La Catedral de Saint-Just y Saint-Pasteur, es el monumento más prestigioso de la ciudad. Su construcción comienza en 1272 con un ambicioso proyecto de estilo gótico radiante, inspirado en las grandes catedrales del norte de Francia.
El diseño del edificio incorpora torres que le otorgan un aspecto de fortificación, cumpliendo funciones defensivas además de religiosas.






La característica más singular de la catedral es que nunca se terminó por completo. Para continuar con la nave principal, habría sido necesario demoler una parte de las fortificaciones romanas de la ciudad. Los cónsules de la villa se opusieron a esto, especialmente después de que las murallas demostraran su valor defensivo durante un ataque en 1353.



    



El coro de la catedral se eleva a más de 40 metros de altura, rivalizando con las catedrales góticas más altas de Francia.



    
                 



Adyacente a la catedral se encuentra el imponente Palacio de los Arzobispos, un complejo arquitectónico que abarca siglos de historia. Fue la residencia de los poderosos príncipes de la Iglesia y consta de dos partes principales: El Palacio Viejo (Palais Vieux) de estilo románico y gótico temprano, de finales del siglo XIII construido sobre el emplazamiento de una antigua catedral carolingia. Alberga colecciones arqueológicas de la Prehistoria y la Edad Media.
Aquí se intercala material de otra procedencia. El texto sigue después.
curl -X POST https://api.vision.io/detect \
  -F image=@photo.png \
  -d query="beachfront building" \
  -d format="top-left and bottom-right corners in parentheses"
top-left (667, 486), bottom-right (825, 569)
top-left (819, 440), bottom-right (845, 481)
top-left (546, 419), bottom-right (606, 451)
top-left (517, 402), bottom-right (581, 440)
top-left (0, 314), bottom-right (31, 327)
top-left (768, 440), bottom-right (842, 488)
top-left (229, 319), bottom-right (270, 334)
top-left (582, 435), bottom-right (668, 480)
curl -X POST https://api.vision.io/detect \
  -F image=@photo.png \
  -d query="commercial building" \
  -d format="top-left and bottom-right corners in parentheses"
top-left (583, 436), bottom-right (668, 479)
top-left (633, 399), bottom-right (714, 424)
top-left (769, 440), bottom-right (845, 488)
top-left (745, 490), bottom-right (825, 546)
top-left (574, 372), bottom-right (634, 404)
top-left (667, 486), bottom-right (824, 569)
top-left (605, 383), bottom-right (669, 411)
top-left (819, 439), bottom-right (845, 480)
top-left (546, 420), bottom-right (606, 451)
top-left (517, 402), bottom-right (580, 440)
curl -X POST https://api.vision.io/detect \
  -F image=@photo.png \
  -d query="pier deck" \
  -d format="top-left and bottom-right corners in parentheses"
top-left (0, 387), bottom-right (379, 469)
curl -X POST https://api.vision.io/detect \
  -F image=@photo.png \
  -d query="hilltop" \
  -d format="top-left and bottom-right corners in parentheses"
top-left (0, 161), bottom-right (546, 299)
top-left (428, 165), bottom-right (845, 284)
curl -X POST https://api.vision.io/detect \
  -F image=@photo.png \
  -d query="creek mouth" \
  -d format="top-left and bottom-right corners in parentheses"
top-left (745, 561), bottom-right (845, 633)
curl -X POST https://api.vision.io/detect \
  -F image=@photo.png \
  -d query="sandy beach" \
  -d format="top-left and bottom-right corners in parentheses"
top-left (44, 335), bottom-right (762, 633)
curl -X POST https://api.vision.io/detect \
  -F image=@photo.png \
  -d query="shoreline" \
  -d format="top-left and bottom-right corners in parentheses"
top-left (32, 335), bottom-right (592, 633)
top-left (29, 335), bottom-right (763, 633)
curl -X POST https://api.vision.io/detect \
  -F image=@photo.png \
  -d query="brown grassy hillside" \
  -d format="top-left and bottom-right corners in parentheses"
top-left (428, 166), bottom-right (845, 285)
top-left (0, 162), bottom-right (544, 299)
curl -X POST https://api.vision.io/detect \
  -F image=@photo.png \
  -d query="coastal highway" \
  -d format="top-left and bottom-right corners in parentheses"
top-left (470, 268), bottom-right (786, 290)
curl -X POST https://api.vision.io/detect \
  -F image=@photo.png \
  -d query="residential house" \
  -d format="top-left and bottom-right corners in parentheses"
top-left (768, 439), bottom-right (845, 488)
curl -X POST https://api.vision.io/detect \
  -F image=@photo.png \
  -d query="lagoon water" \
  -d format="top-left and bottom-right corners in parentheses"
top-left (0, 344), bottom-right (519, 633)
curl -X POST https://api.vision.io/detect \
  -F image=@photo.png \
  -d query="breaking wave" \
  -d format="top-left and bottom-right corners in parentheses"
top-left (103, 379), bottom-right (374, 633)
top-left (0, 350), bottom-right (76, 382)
El Palacio Nuevo (Palais Neuf), se edifica entre los siglos XIV y XIX, destacando la majestuosa Torre del Homenaje (Torre Gilles Aycelin), erigida entre 1308 y 1318. Con 42 metros de altura, esta torre alberga las antiguas estancias de los prelados de la época.







Actualmente, el palacio alberga el Museo de Arte y de Historia, con colecciones de pintura orientalista, fayenzas y otras obras.





Tenemos oportunidad de ver una exposición sobre vestuario renacentista, lo que atrae mucho mi interés.






El vestido refleja elegancia y distinción. Los hombres usaban jubones ajustados, capas largas y sombreros adornados con plumas.
Las mujeres llevan vestidos largos con corsés que marcan la cintura, mangas anchas y elaboradas, y telas lujosas como seda, terciopelo y brocados, a menudo decoradas con bordados y encajes. Tanto nobles como burgueses suelen añadir joyas, cinturones ornamentales y tocados sofisticados, reflejando la moda italiana que influye en la región. 









La moda renacentista en Narbona muestra riqueza, estatus social y gusto por el detalle artístico.







La ropa cambia según la estación: en invierno se usan abrigos pesados de lana o piel, mientras que en verano predominan telas ligeras y colores vivos. Además, la vestimenta se adapta a la ocasión: para fiestas y celebraciones se usan los trajes más ricos y ornamentados, mientras que para la vida cotidiana o el trabajo se prefieren prendas más prácticas y cómodas. La moda renacentista combina funcionalidad, estética y simbolismo social, convirtiendo la ropa en un verdadero reflejo de identidad cultural y prestigio.